Anders als bei alaska.de oder Vergiss Amerika verzichtet Die Polizistin von Andreas Dresen auf Sozialkitsch und eine stilisierte Elendszenerie. Mit wackeliger Handkamera, ohne Filmmusik und fast ausschließlich natürlichem Licht wirkt er wie die deutsche Ausgabe eines Dogma-Films. Die Sozialhilfeempfänger und Wiedervereinigungsverlierer treten hier keineswegs als Statisten vor pittoresker Ärmlichkeit auf. Es wird sich nichts ändern, das wird schon zu Beginn klar - Dresen spart sich jedes Mitleid, doch sein Blick bleibt - wie schon bei Nachtgestalten - voller Sympathie für die, denen Wende und Mauerfall nichts gebracht haben. Seit Die Polizistin im Oktober vergangenen Jahres im Fernsehen lief und mit dem Grimme-Preis ausgezeichnet wurde, schaffte sie es dank engagierter Überzeugungsarbeit doch noch ins Kino. Ein ungewöhnlicher Weg für einen Film, der ursprünglich bei allen Sendeanstalten abgelehnt wurde.
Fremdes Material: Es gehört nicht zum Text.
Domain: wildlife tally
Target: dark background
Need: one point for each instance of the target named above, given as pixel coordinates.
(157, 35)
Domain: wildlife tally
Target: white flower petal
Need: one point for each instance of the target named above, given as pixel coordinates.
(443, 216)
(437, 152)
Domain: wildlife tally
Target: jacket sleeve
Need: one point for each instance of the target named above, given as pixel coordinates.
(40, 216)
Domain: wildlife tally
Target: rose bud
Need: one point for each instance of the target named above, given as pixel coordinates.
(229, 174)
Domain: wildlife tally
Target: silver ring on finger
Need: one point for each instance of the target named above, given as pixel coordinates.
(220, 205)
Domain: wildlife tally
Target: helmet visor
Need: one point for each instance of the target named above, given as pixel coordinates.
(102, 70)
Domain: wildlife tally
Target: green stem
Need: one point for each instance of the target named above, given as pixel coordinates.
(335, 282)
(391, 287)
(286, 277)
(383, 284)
Ein ebenso bescheidener und eindringlicher Film ist dem Regisseur Michael Klier mit Heidi M. gelungen. »Ein Ostfilm!«, so hieß es erst kürzlich in einer Besprechung, »so werden manche stöhnen und damit das Wiedererwachen von Kathrin Saß verpassen.« Klier, der sich damit nach fast zehnjähriger Pause zurückmeldete, hatte sich schon mit seinen Filmen Ostkreuz und Überall ist es besser, wo wir nicht sind durch ungeschminkte Darstellung ostdeutscher Tristesse einen Namen gemacht. Heidi M. - eine kleine Berlin-Geschichte über Einsamkeit und zweite Lebenschancen, über das Streben nach Glück und die Hindernisse, die sich die Menschen dabei oft in den Weg stellen. Die Hauptdarstellerin Kathrin Saß, so hat man den Eindruck, musste ihre Rolle nicht spielen. Ihre Lebensgeschichte findet sich im Schicksal von Heidi M. an vielen Stellen wieder. Nach einigen eher bescheidenen Auftritten im Fernsehen ist Heidi M. ihre erste Kinoarbeit seit langem. »Die Figur Heidi M.«, so Saß, »kommt meiner eigenen Biografie sehr nahe, sie ist allerdings nur ein Bruchteil davon. Ich hatte privat ähnliche Erlebnisse, nach der Wende war ich ganz am Boden.«

In ihrer Person spiegeln sich all die enttäuschten Hoffnungen, aber auch der pragmatische Trotz einer Generation, die nach der Wiedervereinigung noch einmal ganz von vorne beginnen musste. Heidi M. erinnert mit seiner spröden Erzählweise, den langen Einstellungen und eigenem Rhythmus an frühere DEFA-Produktionen, ist jedoch ein ambitionierter Versuch der Berliner Produktionsfirma X-Filme - bekannt geworden durch Kinohits wie Lola rennt - auch mit kleinen Produktionen ein Publikum zu erobern. Im Vergleich zu anderen Berlin-Filmen wirkt Heidi M. mit seinem Einfühlungsvermögen und dem klaren Blick auf schöne Weise altmodisch.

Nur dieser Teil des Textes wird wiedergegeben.